Options (exhaustive)

Option Short Type Default Purpose
--lines -l string none Line range START-END to focus attribution (example: 10-50).
--project -p string none Git repo root path or project_id for disambiguation.
--full flag off Include entire transcript text in output (can be very large).
--json flag off Structured JSON for automation / subagents.
--query -q string none Echoed through in output for subagent instruction patterns (host-defined).

Modes

Mode Flags Typical use
Summary default Quick preview + stats without flooding context windows.
Full transcript --full Deep inspection; prefer delegating to a subagent when stats show huge transcripts (see rule add context-for-agents).

JSON fields (representative)

When --json, expect per-segment objects including (non-exhaustive): start_line, end_line, attribution (ai / no_attribution), model_id, tool, trace_id, confidence, conversation_id, conversation_size, preview, optional summary (session summary text when configured), optional echoed query when --query is set. With --full, also conversation_content.
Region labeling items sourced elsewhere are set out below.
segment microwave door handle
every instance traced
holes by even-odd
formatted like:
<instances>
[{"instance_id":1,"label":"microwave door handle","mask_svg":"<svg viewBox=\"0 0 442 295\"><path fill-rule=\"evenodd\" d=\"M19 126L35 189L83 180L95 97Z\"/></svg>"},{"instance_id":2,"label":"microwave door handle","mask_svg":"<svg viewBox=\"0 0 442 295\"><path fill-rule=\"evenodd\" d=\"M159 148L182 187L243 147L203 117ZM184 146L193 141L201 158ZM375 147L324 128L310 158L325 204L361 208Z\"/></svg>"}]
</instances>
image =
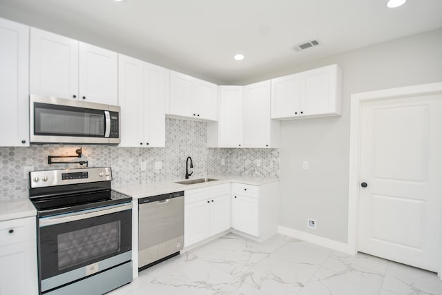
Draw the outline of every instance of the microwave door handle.
<instances>
[{"instance_id":1,"label":"microwave door handle","mask_svg":"<svg viewBox=\"0 0 442 295\"><path fill-rule=\"evenodd\" d=\"M104 117L106 119L104 137L108 138L110 135L110 113L109 113L109 111L104 111Z\"/></svg>"}]
</instances>

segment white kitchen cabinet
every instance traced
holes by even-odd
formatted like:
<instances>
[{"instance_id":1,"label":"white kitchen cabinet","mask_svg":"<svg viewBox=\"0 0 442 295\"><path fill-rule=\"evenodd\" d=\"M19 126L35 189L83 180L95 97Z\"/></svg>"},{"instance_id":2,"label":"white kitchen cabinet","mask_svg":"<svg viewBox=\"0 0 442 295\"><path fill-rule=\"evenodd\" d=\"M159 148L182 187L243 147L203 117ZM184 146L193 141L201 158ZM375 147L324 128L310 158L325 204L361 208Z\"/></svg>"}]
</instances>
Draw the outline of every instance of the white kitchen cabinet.
<instances>
[{"instance_id":1,"label":"white kitchen cabinet","mask_svg":"<svg viewBox=\"0 0 442 295\"><path fill-rule=\"evenodd\" d=\"M119 145L164 147L167 70L123 54L118 60Z\"/></svg>"},{"instance_id":2,"label":"white kitchen cabinet","mask_svg":"<svg viewBox=\"0 0 442 295\"><path fill-rule=\"evenodd\" d=\"M0 146L29 146L29 27L0 19Z\"/></svg>"},{"instance_id":3,"label":"white kitchen cabinet","mask_svg":"<svg viewBox=\"0 0 442 295\"><path fill-rule=\"evenodd\" d=\"M242 143L242 86L219 86L219 119L207 123L209 148L240 148Z\"/></svg>"},{"instance_id":4,"label":"white kitchen cabinet","mask_svg":"<svg viewBox=\"0 0 442 295\"><path fill-rule=\"evenodd\" d=\"M258 241L278 232L279 184L232 184L232 229ZM237 231L237 232L235 232Z\"/></svg>"},{"instance_id":5,"label":"white kitchen cabinet","mask_svg":"<svg viewBox=\"0 0 442 295\"><path fill-rule=\"evenodd\" d=\"M171 71L167 114L201 120L218 120L218 86Z\"/></svg>"},{"instance_id":6,"label":"white kitchen cabinet","mask_svg":"<svg viewBox=\"0 0 442 295\"><path fill-rule=\"evenodd\" d=\"M30 93L78 99L78 41L30 28Z\"/></svg>"},{"instance_id":7,"label":"white kitchen cabinet","mask_svg":"<svg viewBox=\"0 0 442 295\"><path fill-rule=\"evenodd\" d=\"M0 294L38 294L35 217L0 222Z\"/></svg>"},{"instance_id":8,"label":"white kitchen cabinet","mask_svg":"<svg viewBox=\"0 0 442 295\"><path fill-rule=\"evenodd\" d=\"M30 65L32 94L117 103L116 52L31 28Z\"/></svg>"},{"instance_id":9,"label":"white kitchen cabinet","mask_svg":"<svg viewBox=\"0 0 442 295\"><path fill-rule=\"evenodd\" d=\"M118 54L79 42L79 99L118 104Z\"/></svg>"},{"instance_id":10,"label":"white kitchen cabinet","mask_svg":"<svg viewBox=\"0 0 442 295\"><path fill-rule=\"evenodd\" d=\"M184 192L184 247L230 228L230 184Z\"/></svg>"},{"instance_id":11,"label":"white kitchen cabinet","mask_svg":"<svg viewBox=\"0 0 442 295\"><path fill-rule=\"evenodd\" d=\"M270 119L270 80L244 87L243 148L278 148L280 122Z\"/></svg>"},{"instance_id":12,"label":"white kitchen cabinet","mask_svg":"<svg viewBox=\"0 0 442 295\"><path fill-rule=\"evenodd\" d=\"M291 119L342 114L342 70L337 65L271 80L271 118Z\"/></svg>"}]
</instances>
Exact keys should be treated as versioned — snapshot a sample from your installed build when writing strict parsers.


Exit codes

0 on success; 1 on resolution errors (missing project init, bad paths, etc.).


Examples

agent-trace context src/ml/train.py
agent-trace context src/ml/train.py -l 10-120
agent-trace context src/ml/train.py -l 10-120 --full
agent-trace context src/ml/train.py --json
agent-trace context src/ml/train.py -l 5-40 -q "Why was dropout removed?"